Amorphous Solid Dispersion of Niclosamide with Water‐Soluble β‐Cyclodextrins for Dissolution and Bioavailability Enhancement

Cyclodextrins (CDs) are cyclic oligosaccharides widely employed for the solubility enhancement of poorly water‐soluble drugs. Niclosamide is a BCS class II drug for tapeworm infections and is currently under repurposing for various other indications, including COVID‐19. Due to its low aqueous solubility, a high daily dose (2 g) is required for clinical efficacy. Herein, we investigate the potential of beta‐cyclodextrin (β‐CD) and its sulfobutylether and hydroxypropyl derivatives for the dissolution enhancement of niclosamide. The solid dispersions were prepared by kneading the drug and cyclodextrins together by adding solvent, water: methanol (1 : 1 v/v).
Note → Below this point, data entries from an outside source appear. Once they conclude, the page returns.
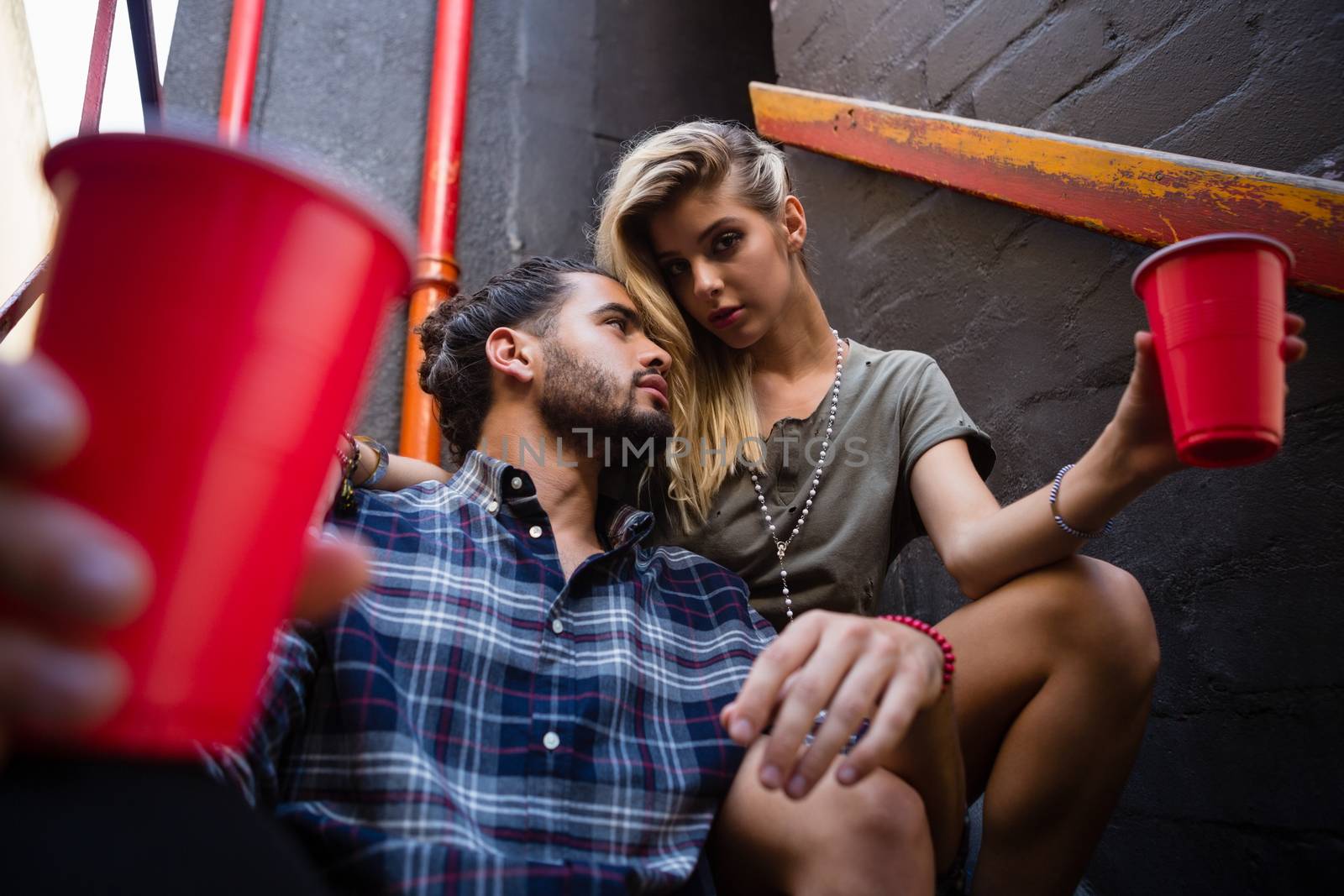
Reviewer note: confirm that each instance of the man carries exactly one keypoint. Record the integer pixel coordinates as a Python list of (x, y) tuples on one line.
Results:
[(526, 699)]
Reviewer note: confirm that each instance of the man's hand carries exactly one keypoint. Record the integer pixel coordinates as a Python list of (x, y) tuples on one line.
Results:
[(851, 667), (62, 560), (1142, 422)]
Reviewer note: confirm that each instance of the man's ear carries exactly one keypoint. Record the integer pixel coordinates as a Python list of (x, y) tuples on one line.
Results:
[(795, 223), (512, 354)]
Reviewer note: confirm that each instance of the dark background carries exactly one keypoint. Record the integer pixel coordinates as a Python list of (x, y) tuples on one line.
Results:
[(1240, 785)]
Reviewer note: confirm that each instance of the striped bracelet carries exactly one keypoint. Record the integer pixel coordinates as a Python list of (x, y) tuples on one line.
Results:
[(1059, 520)]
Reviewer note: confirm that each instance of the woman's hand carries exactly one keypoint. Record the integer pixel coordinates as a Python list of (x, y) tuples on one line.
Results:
[(851, 667), (1142, 425), (64, 560)]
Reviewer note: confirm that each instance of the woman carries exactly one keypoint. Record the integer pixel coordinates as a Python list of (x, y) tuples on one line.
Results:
[(1057, 653)]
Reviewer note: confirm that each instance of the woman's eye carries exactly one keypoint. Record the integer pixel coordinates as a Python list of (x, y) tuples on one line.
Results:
[(727, 241)]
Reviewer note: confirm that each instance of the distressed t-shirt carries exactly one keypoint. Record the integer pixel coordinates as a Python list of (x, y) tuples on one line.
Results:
[(894, 406)]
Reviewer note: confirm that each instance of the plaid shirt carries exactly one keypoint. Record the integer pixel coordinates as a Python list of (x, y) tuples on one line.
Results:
[(475, 723)]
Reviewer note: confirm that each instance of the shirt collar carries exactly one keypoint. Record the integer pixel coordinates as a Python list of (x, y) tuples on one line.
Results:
[(483, 479)]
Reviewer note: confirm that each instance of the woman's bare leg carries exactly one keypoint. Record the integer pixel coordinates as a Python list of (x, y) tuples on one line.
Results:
[(1054, 678), (871, 837)]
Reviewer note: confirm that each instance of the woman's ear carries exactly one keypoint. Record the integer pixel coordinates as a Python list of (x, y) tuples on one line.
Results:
[(512, 354), (795, 223)]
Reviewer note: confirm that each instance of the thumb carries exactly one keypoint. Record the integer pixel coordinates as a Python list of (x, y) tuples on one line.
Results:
[(1147, 375), (333, 570)]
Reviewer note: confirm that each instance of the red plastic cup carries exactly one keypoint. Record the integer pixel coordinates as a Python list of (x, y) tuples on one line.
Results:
[(1215, 305), (217, 312)]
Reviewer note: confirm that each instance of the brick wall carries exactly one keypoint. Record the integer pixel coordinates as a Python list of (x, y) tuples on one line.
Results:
[(1238, 788)]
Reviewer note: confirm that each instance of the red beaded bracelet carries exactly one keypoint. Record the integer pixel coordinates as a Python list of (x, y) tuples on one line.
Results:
[(949, 658)]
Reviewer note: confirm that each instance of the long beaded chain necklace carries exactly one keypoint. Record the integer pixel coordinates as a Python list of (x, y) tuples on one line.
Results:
[(783, 547)]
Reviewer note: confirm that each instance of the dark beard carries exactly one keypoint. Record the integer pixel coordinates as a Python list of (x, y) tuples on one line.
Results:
[(581, 396)]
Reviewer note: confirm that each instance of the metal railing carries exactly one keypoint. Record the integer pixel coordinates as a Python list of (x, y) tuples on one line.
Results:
[(151, 100), (1135, 194)]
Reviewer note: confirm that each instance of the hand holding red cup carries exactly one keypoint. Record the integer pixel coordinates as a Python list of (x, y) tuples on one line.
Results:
[(215, 313), (1221, 338)]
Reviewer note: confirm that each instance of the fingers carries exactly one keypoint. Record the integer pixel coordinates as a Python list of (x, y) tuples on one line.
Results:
[(1294, 349), (902, 701), (813, 691), (62, 559), (748, 716), (53, 688), (853, 703), (42, 417), (1147, 376), (333, 570)]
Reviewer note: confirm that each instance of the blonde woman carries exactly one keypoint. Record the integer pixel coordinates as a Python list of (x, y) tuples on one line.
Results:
[(812, 461), (1055, 653)]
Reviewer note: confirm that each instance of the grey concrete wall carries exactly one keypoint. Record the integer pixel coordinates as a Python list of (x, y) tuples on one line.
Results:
[(1238, 788)]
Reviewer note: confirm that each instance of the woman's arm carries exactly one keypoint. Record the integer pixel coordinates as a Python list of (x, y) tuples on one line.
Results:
[(984, 546)]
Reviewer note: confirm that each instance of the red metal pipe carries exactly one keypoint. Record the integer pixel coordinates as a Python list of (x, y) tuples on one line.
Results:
[(241, 70), (436, 269), (97, 78)]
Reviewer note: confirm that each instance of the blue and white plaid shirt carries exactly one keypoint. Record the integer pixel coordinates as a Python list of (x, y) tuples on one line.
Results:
[(475, 723)]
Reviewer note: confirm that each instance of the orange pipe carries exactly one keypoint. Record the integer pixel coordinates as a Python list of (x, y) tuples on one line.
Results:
[(241, 70), (1135, 194), (436, 269)]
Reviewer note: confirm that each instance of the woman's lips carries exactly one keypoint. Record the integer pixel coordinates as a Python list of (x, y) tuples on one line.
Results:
[(726, 317)]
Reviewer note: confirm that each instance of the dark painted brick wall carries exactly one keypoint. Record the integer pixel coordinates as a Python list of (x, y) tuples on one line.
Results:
[(554, 89), (1238, 788)]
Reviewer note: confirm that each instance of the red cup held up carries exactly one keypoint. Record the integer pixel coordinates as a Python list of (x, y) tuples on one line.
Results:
[(217, 312), (1215, 305)]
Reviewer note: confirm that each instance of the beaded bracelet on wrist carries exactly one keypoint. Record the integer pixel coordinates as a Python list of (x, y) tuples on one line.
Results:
[(949, 658)]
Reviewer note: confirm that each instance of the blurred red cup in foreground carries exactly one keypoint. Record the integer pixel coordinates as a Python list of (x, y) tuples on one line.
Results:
[(1215, 307), (217, 311)]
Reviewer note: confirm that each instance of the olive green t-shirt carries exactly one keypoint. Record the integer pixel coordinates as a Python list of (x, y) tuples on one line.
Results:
[(894, 406)]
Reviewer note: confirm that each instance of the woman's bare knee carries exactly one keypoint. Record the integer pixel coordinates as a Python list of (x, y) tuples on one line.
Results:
[(1102, 620), (882, 844)]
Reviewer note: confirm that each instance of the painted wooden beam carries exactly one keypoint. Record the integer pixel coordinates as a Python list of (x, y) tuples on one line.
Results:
[(1140, 195)]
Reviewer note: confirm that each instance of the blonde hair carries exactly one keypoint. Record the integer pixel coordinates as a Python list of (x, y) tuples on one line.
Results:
[(712, 403)]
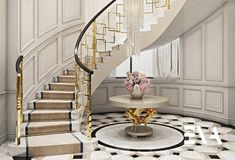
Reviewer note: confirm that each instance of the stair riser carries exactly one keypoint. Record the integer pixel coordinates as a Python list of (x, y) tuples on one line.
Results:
[(65, 96), (70, 72), (54, 150), (53, 106), (66, 79), (47, 117), (62, 87), (33, 131)]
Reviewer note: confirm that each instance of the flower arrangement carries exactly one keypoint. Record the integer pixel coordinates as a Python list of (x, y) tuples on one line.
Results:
[(136, 81)]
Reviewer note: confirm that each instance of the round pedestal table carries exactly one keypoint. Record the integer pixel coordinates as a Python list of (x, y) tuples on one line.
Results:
[(140, 111)]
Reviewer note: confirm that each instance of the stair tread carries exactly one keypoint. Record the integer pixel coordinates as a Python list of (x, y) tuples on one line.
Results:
[(62, 83), (67, 76), (55, 91), (46, 111), (53, 101), (47, 123)]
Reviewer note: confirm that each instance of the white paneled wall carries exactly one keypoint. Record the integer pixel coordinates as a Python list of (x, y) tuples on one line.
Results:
[(44, 32), (203, 90), (3, 92)]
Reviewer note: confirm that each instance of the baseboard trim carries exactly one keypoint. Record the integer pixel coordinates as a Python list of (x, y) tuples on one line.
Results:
[(3, 138), (204, 116), (11, 136)]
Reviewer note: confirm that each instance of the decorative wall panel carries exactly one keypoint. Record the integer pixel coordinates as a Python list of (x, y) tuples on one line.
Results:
[(120, 91), (26, 23), (29, 73), (72, 10), (100, 96), (193, 55), (192, 98), (214, 49), (172, 94), (47, 16), (214, 101), (49, 52), (69, 41)]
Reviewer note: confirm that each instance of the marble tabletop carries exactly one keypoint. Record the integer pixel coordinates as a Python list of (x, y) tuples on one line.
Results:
[(148, 101)]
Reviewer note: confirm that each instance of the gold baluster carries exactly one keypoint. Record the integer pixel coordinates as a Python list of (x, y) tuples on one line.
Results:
[(89, 129), (94, 45), (168, 4), (19, 102)]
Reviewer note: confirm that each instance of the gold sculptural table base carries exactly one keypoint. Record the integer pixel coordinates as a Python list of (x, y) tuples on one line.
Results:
[(139, 116)]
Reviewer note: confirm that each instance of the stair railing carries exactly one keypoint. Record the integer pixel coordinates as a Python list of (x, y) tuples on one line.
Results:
[(89, 42), (19, 97)]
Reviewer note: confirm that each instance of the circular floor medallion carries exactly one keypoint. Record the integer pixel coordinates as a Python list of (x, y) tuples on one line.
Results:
[(140, 131), (164, 137)]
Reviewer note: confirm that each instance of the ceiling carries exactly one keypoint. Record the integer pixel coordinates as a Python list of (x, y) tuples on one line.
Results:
[(193, 12)]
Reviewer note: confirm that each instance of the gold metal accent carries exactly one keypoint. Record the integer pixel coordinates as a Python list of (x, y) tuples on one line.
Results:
[(94, 45), (89, 128), (168, 4), (76, 87), (19, 102), (137, 119)]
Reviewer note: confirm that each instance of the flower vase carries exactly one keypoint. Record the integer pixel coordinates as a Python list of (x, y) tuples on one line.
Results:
[(136, 92)]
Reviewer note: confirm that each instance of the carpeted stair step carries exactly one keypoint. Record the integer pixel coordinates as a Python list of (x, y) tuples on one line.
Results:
[(53, 127), (70, 72), (49, 115), (66, 78), (66, 95), (56, 144), (61, 86), (51, 104)]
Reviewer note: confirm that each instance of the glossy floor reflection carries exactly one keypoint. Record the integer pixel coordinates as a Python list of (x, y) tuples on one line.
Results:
[(197, 151)]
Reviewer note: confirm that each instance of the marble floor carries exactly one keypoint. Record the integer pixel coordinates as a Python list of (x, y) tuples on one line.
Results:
[(198, 143)]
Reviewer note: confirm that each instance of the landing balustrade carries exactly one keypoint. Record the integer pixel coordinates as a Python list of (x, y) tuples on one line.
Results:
[(94, 43)]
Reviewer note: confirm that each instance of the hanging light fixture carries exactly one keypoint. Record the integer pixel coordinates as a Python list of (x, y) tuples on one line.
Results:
[(134, 12)]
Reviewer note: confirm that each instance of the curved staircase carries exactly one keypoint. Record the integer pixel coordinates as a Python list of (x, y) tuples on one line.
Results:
[(51, 123)]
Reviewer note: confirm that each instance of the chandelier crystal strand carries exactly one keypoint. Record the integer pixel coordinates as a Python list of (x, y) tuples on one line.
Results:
[(134, 11)]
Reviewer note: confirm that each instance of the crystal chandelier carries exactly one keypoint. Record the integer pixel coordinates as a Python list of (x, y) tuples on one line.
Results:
[(134, 12)]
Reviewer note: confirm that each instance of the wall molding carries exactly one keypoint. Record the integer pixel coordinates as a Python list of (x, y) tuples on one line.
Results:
[(219, 110), (64, 59), (23, 46), (174, 88), (52, 67), (220, 79), (50, 28), (193, 31), (3, 92), (3, 138), (80, 16)]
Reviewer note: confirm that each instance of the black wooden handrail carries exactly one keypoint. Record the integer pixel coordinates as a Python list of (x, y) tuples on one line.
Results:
[(77, 59), (18, 62)]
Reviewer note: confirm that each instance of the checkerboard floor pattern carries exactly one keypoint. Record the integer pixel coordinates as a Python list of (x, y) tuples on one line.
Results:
[(197, 151)]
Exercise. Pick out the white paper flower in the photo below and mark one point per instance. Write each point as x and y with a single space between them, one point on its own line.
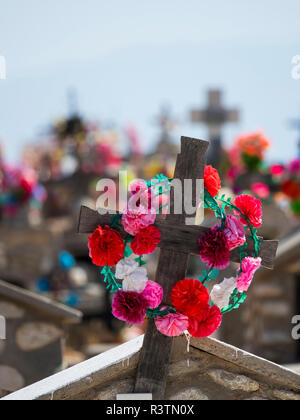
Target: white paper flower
125 267
220 294
136 281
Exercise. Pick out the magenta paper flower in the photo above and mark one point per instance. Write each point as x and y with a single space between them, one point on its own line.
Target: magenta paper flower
249 266
130 307
136 219
153 294
214 248
137 186
172 325
234 232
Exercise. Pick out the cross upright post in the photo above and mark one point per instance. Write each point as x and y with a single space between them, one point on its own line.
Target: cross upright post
214 117
178 241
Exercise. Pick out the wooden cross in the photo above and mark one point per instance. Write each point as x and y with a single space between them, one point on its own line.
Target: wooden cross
178 241
215 116
2 328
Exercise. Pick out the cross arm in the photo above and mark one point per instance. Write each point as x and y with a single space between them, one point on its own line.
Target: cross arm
180 238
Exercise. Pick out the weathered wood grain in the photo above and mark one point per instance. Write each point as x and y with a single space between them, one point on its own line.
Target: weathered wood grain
156 352
180 238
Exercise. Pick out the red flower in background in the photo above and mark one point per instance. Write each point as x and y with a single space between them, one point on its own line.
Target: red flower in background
214 248
146 241
189 297
291 189
206 323
212 181
251 208
106 247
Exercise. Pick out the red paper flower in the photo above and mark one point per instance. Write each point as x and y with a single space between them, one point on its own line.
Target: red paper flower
130 307
189 297
106 247
251 208
212 181
146 241
214 248
206 323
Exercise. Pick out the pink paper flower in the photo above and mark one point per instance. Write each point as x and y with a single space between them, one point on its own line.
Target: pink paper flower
277 170
234 232
172 325
249 266
294 166
130 307
137 186
136 219
214 248
261 190
153 294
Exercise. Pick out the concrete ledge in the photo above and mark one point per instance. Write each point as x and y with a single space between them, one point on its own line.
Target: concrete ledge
83 376
248 361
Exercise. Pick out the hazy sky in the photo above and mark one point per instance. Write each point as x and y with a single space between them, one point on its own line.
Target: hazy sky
128 57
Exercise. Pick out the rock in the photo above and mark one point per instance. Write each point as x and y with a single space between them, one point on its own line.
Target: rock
10 379
35 335
125 386
10 310
267 291
286 395
233 381
189 394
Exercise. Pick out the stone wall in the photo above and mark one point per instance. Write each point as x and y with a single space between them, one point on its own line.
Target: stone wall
210 371
33 347
199 376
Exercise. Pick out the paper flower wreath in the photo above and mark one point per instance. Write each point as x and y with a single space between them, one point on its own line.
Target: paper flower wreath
193 309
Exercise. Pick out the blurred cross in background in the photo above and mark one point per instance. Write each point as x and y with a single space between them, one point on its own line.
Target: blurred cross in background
167 124
214 117
295 124
2 328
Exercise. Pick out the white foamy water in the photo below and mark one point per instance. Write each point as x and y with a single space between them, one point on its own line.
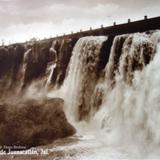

Among various CDs studied, 2‐Hydroxypropyl‐β‐cyclodextrin (HP‐β‐CD) in the 1: 2 molar ratio (SB‐IC‐N4 batch) shows the most significant improvement in water solubility of niclosamide (6.3 vs. 182 μg/ml), resulting in 2‐fold improved in‐vitro dissolution. The comparative oral pharmacokinetics in Wistar rats at 50 mg/kg produced 1.69‐fold higher plasma exposure of niclosamide. The spectral characterization provided molecular insights into interactions of niclosamide with HP‐β‐CD. These results suggest that the dispersion of niclosamide with HP‐β‐CD aid in faster dissolution and better drug bioavailability. This study describes the preparation of amorphous solid dispersion of niclosamide with HP‐β‐CD for improving its oral bioavailability. The optimized formulation SB‐IC‐N4 resulted in 20‐fold higher water solubility and a 1.5‐fold improvement in plasma exposure of niclosamide in Wistar rats.